Now that we’ve got a model and a printer ready, it’s time to start actually printing!

There are two important items you have to make decisions about when preparing your model to print: rafts and supports. A raft is a printed layer of filament on the bed of your printer that helps control warping and allows the model to stick better to the surface (Figure 15.15). The raft is designed so that it can be popped off of your model rather than requiring cutting or sanding. Supports are needed because 3D printers can’t print in midair and only up to about a 40-degree angle. Slicing software can automatically create supports where needed (Figure 15.16). That’s great, but cleaning up a model afterwards can take some time. Both rafts and supports take extra filament, so I try to position the model in the slicing/printing software to minimize both of them as much as I can.

Begin by adding your model to the print—scale it to the size you want during this step. The first thing I do is to look for areas where support is going to be needed. I really try to avoid having supports on the front of a face or in areas where there’s a lot of detail as it makes removal more difficult. Turn and move your model as necessary until you think you’ve gotten a good layout (Figure 15.17). Make sure it’s flat on the surface, and then click the button to start the slicing process.

Here we have several options. For a first print using PLA on an unheated bed, I suggest using a medium or standard profile and selecting the Raft and Support checkboxes. As you get more advanced, you may want to change the number of shells (the number of layers of solid material that it prints around the outside of the object) and the fill percentage (it uses a grid fill to increase strength and save material). I generally don’t change either of those settings unless I’m printing a lithophane (see Chapter 18). Once you have your settings, click to continue. Slicing may take some time, especially for a complex model. If it runs for more than 10 or 15 minutes, your model is probably too complex to successfully print (it has too many polygons) or has errors in it that the slicing software can’t fix.

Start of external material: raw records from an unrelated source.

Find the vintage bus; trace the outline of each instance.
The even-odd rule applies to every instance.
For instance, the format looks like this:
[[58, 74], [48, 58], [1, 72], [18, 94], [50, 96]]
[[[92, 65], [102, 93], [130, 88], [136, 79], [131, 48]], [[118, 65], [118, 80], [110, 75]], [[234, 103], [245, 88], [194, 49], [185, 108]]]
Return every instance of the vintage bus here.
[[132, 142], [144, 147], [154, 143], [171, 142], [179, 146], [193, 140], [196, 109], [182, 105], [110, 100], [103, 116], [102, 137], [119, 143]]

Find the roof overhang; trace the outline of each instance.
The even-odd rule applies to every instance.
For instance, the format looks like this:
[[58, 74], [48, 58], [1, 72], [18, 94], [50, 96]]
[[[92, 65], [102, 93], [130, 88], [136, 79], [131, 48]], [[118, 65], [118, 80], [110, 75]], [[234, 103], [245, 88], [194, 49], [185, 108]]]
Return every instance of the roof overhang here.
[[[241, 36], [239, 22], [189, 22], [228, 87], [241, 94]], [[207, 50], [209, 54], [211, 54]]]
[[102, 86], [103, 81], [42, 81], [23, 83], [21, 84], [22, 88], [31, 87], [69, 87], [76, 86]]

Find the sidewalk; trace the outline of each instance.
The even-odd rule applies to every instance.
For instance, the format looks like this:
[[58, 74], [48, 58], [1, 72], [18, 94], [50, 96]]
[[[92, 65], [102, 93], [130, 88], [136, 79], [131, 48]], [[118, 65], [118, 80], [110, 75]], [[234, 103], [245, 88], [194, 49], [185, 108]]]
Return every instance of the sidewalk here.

Once it’s done, most slicing software lets you review the printed version on your computer (Figure 15.18). It’s worth taking a moment to see what’s going to happen. In this case, everything looks fine, so it’s ready to print. This really is a bit of a trial-and-error process. Again, I suggest working with small models and watching the printer as it runs until you get a feel for what’s likely to be a problem.

You can use a sharp hobby knife to trim them down further, but I find that using a Dremel tool works best (Figure 15.20). Make sure you wear appropriate safety equipment and do this in an area where you can control the dust that forms—not right next to your spool of fresh filament!

Look for a Dremel model that has variable speed and set it on the lowest speed to avoid melting the plastic with friction. I start with one of the cutting blades or disks to remove the bulk of the support material, and then switch to a grinder to bring it down to the surface. A final polish with a sanding wheel gives it a smooth finish. If you want, you can sand the entire surface with a fine-grit sandpaper to eliminate any shine or striations or to prepare the surface for the processes in the other chapters in this section.

One of the big challenges is assembling a final sculpture from multiple printed parts. This is an area of a lot of experimentation across the 3D printing community. Gluing is a chicken-and-egg challenge—many glues won’t stick to a painted or transferred surface, and many paints and transfers won’t stick to the glue.

You can try an adhesive like Loctite 401 or Duco Cement; just read the safety instructions. A hot glue gun works really well if you’re careful not to get extra glue on the surface, but since it has a lower melting point the final model may not be as durable. For filaments like ABS, you can make an ABS/Acetone slurry to use as a glue. You can also “weld” the parts together with a soldering iron, a bit of extra filament (you can reuse those starter lines as “welding” material), and a lot of care, but that’s really challenging and you can end up with burned fingers.